Almost immediately after CN won the bidding on BCRail, CN & BCR issued a Request for Proposals (RFP) to third party tour trains over the BCR network from North Vancouver to Prince George, and on CN line from Prince Rupert to Prince George, and Jasper. Of 3 final submissions, decision was held back by delayed report from Competition bureau. Great Canadian Rail Tour Co. Ltd. abd Whistler Rail Tours Ltd. were final submissions, with one submission rejected. 16 June 2004. both officials of both proponents as well as BCRail & CN, are on a train to Whistler. 26 August 2004 the 3-member evaluation committee decides that Great Canadian Rail Tour Co. is the successful bidder. 2 Sept. 2004, CN & GCR execute agreement.
Now read on, from Vancouver Sun, 14 December 2006.
Rocky Mountaineer head has a continental 'dream'
By Malcolm Parry
PETER ARMSTRONG's Armstrong Hospitality Group Ltd. [formerly known as Great Canadian Rail Tours] should end the year with about $180 million in revenues. Most of that will come from the 140,000 passengers -- "guests," Armstrong calls them -- who'll have paid an average of $1,000 each to ride aboard the deluxe trains his Rocky Mountaineer Vacations firm runs to Whistler and beyond [i.e., Prince George], and along the Yellowhead and Kicking Horse route to Banff and Jasper ....
With former Conservative MP Jim Gouk's urging, he's planning a 2008-2009 route south from Calgary via the Crow's Nest Pass to Nelson. Entry costs for that would be $35 million to $40 million for 10 new cars, and $2 million for a pair of refurbished locomotives.
Beyond that, Armstrong's "dream for some years" has been "some kind of transcontinental service." Unlike the other Rocky Mountaineer itineraries, which put travellers into hotels overnight, this one "could be sleeping-car service; I have to be somewhat vague."...

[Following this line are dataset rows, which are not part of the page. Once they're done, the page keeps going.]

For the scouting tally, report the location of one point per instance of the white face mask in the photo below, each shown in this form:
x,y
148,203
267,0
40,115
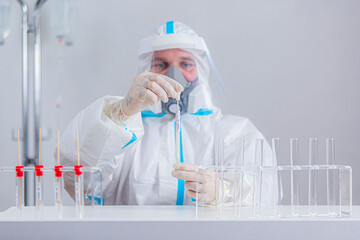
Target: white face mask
x,y
170,107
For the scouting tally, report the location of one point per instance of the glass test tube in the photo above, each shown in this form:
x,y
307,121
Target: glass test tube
x,y
313,162
275,144
295,176
239,178
330,174
59,190
257,178
219,163
19,190
39,203
79,190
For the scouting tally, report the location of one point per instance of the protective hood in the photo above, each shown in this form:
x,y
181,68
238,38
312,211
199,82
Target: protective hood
x,y
176,35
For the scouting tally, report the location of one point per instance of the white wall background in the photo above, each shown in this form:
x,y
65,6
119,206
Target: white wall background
x,y
292,67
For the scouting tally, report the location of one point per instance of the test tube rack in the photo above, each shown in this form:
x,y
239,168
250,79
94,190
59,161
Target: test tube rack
x,y
285,191
93,189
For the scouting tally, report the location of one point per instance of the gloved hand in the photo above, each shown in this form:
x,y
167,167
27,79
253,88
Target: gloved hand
x,y
206,182
146,90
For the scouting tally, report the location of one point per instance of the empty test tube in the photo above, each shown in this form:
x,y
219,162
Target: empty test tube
x,y
239,178
219,163
295,176
257,178
177,132
313,162
330,174
79,190
275,145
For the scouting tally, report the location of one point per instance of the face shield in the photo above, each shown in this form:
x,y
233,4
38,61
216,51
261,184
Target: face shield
x,y
175,50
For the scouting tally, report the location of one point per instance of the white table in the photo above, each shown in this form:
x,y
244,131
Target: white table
x,y
168,222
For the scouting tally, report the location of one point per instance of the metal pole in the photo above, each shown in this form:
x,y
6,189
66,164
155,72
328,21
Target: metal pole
x,y
37,74
25,101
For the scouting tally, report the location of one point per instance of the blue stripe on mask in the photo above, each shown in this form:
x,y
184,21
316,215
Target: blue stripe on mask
x,y
170,27
98,200
133,139
202,112
149,113
181,183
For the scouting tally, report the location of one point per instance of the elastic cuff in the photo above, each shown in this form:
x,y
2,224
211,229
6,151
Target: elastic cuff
x,y
116,113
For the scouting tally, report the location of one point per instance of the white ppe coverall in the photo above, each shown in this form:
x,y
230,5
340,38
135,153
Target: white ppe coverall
x,y
137,156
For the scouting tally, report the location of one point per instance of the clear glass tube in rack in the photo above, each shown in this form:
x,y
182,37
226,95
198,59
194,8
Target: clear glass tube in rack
x,y
239,178
79,190
295,178
19,190
330,174
39,203
313,162
58,190
257,178
275,146
219,163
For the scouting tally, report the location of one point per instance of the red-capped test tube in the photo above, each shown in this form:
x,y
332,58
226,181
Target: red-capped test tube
x,y
79,190
19,189
59,189
39,203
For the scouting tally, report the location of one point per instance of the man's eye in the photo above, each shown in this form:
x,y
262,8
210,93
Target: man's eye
x,y
187,65
160,65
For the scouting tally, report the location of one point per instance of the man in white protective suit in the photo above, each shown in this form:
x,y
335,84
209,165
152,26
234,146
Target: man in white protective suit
x,y
132,138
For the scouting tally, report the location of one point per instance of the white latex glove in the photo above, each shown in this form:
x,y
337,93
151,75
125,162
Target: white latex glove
x,y
146,90
206,182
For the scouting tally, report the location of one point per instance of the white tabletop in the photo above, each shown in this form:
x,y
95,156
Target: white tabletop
x,y
164,222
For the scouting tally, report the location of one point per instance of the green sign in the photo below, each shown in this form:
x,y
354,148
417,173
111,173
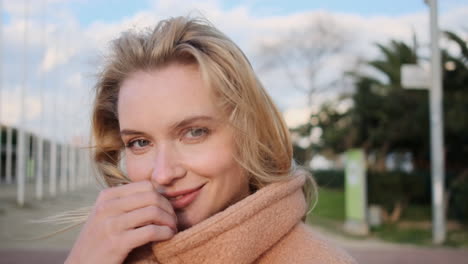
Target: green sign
x,y
355,196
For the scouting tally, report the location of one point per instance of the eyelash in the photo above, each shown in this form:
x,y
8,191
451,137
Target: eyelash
x,y
206,132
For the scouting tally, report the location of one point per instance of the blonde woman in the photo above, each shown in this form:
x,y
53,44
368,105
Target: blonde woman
x,y
208,174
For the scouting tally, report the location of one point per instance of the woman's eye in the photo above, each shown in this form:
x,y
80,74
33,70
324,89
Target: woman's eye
x,y
139,143
194,133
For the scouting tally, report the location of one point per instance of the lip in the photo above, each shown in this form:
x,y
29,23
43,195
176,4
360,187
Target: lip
x,y
185,199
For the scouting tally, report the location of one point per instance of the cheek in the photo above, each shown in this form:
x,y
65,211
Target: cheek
x,y
211,160
138,168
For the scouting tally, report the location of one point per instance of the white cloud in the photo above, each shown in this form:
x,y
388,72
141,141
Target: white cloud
x,y
72,49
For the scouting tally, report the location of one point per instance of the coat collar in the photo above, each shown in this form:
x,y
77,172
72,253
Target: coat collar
x,y
242,232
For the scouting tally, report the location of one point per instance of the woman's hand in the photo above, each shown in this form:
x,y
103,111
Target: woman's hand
x,y
123,218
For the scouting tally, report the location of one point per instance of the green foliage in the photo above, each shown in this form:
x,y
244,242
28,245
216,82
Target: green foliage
x,y
330,204
330,179
392,187
385,118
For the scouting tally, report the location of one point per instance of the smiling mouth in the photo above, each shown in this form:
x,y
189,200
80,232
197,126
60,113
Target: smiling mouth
x,y
184,198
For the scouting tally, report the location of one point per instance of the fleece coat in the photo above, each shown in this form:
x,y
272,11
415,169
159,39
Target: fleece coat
x,y
265,227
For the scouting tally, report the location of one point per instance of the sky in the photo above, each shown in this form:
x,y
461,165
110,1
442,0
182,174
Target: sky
x,y
53,53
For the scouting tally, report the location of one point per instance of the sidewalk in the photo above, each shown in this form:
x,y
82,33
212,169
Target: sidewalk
x,y
16,232
16,229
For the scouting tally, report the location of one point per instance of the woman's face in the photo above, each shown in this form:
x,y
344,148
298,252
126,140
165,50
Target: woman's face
x,y
177,138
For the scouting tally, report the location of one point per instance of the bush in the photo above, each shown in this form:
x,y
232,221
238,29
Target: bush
x,y
391,187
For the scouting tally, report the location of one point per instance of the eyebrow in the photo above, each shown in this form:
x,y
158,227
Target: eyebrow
x,y
175,126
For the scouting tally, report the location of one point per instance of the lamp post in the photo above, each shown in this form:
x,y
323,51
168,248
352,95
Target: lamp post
x,y
417,77
437,133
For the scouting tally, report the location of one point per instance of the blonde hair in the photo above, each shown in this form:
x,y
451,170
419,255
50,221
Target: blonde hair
x,y
262,137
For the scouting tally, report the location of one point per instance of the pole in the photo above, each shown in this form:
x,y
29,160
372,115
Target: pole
x,y
21,144
1,86
9,154
437,133
40,136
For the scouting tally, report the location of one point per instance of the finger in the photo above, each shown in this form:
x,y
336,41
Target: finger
x,y
125,190
145,234
146,216
139,200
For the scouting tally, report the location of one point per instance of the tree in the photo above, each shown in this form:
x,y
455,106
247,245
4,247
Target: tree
x,y
302,54
386,118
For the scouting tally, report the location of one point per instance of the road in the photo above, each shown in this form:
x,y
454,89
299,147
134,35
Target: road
x,y
18,246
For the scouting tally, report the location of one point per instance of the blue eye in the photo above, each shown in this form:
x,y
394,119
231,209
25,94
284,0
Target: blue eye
x,y
197,132
138,143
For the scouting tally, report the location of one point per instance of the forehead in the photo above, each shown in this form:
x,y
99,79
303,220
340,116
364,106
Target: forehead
x,y
164,95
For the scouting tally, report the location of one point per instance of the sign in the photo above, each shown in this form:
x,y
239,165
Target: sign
x,y
356,192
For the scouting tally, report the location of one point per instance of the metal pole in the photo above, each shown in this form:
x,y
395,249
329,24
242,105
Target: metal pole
x,y
40,136
9,154
53,168
437,133
1,86
21,144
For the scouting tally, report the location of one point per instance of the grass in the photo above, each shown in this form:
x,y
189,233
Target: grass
x,y
414,227
330,205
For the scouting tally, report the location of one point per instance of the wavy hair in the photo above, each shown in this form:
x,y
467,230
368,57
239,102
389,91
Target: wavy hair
x,y
262,139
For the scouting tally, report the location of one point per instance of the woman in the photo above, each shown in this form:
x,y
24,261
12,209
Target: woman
x,y
208,173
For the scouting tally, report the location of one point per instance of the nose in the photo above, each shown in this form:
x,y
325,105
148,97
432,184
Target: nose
x,y
167,166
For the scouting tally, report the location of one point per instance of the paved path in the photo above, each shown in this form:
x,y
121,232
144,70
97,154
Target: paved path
x,y
16,233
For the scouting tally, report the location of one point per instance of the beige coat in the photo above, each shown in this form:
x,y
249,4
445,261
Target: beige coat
x,y
265,227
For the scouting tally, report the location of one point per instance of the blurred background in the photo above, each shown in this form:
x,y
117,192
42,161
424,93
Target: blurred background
x,y
337,70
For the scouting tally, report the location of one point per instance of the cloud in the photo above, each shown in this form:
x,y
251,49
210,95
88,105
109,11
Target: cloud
x,y
66,53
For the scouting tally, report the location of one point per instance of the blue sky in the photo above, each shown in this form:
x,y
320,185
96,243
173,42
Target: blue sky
x,y
88,11
79,31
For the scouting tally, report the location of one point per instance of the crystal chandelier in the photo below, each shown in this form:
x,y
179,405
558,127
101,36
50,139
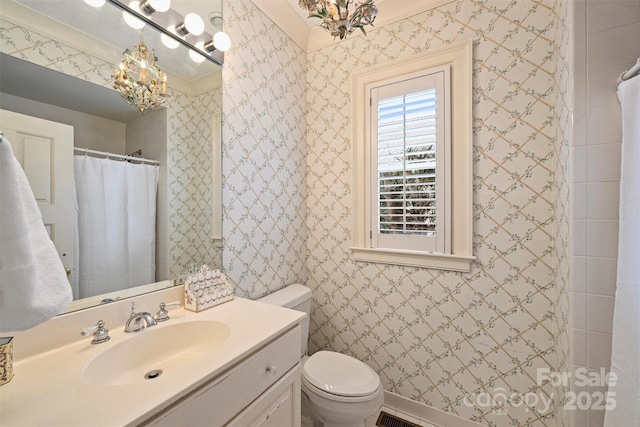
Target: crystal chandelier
x,y
139,80
336,17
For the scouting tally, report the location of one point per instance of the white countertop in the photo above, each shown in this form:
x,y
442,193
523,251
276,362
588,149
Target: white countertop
x,y
49,388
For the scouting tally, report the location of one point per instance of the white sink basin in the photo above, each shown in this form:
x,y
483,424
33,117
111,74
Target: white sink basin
x,y
165,348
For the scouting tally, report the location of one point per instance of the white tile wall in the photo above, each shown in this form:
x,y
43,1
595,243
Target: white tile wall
x,y
606,35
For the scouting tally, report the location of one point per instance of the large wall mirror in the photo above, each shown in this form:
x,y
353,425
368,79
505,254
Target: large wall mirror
x,y
56,64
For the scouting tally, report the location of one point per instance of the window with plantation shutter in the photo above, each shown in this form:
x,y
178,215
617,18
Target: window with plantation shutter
x,y
412,161
409,136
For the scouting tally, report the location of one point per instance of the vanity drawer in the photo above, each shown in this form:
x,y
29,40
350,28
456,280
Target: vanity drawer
x,y
217,402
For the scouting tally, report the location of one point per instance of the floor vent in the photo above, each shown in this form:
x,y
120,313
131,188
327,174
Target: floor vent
x,y
387,420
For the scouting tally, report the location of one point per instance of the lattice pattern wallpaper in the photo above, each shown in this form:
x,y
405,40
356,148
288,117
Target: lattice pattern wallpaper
x,y
444,339
264,193
190,177
441,338
189,147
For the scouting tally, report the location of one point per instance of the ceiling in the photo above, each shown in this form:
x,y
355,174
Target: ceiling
x,y
305,32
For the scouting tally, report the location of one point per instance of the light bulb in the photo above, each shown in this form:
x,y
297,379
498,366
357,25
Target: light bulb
x,y
192,24
95,3
131,20
221,41
195,56
153,6
169,42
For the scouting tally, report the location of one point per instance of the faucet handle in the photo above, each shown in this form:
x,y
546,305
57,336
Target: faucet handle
x,y
163,314
100,333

There was no such vagueness in late-1992, when Armstrong's three-season outfit -- then called Great Canadian Railtour -- had lost $6.3 million, owed $800,000 (much of it to hoteliers in overnight-stop Kamloops), and basically had nothing for a week-away payroll. Further, GRC was about as popular as a burning trestle with Via, from which Armstrong had pried the all-daylight train service in an early example of federal-government privatization policy.
The story of that brinkmanship period is recounted in author Paul Grescoe's 344-page Trip of a Lifetime: The Making of the Rocky Mountaineer. Rare for an authorized book, it includes then Via executive-VP Jim Roche's assessment of Armstrong as "smarmy and unctuous."
In the relevant chapter, Grescoe reports how a tough deal saw Calgarians Sandy Slaytor and Mike Phillips add $1.1 million to their $2.5-million investment, thereby saving the fledgling company. Then-Deputy Prime Minister Don Mazankowski's executive assistant, Dave Allin, also recalls Via boss Ron Lawless or another official saying of GCR: "They are not going to make it. You cannot run a profitable private-sector rail line in Canada -- you cannot do it." ....
While awaiting the election of a majority federal government that could level the playing field between Via and private operators, Armstrong is stoked to see equity money pouring into "huge growth opportunities" in "quality tourism products." He means deals like the Fortress Investment Group's $2.8-billion acquisition of Intrawest Corp. stock at $35 a share; Bill Gates's Cascade investment firm and Saudi Prince Al-Waleed Bin Talal's Kingdom Hotels International offering $3.7 billion for the 71-hotel Four Seasons group; and Prince Al-Waleed paying $3.9 billion earlier for the Fairmont Hotels & Resorts chain.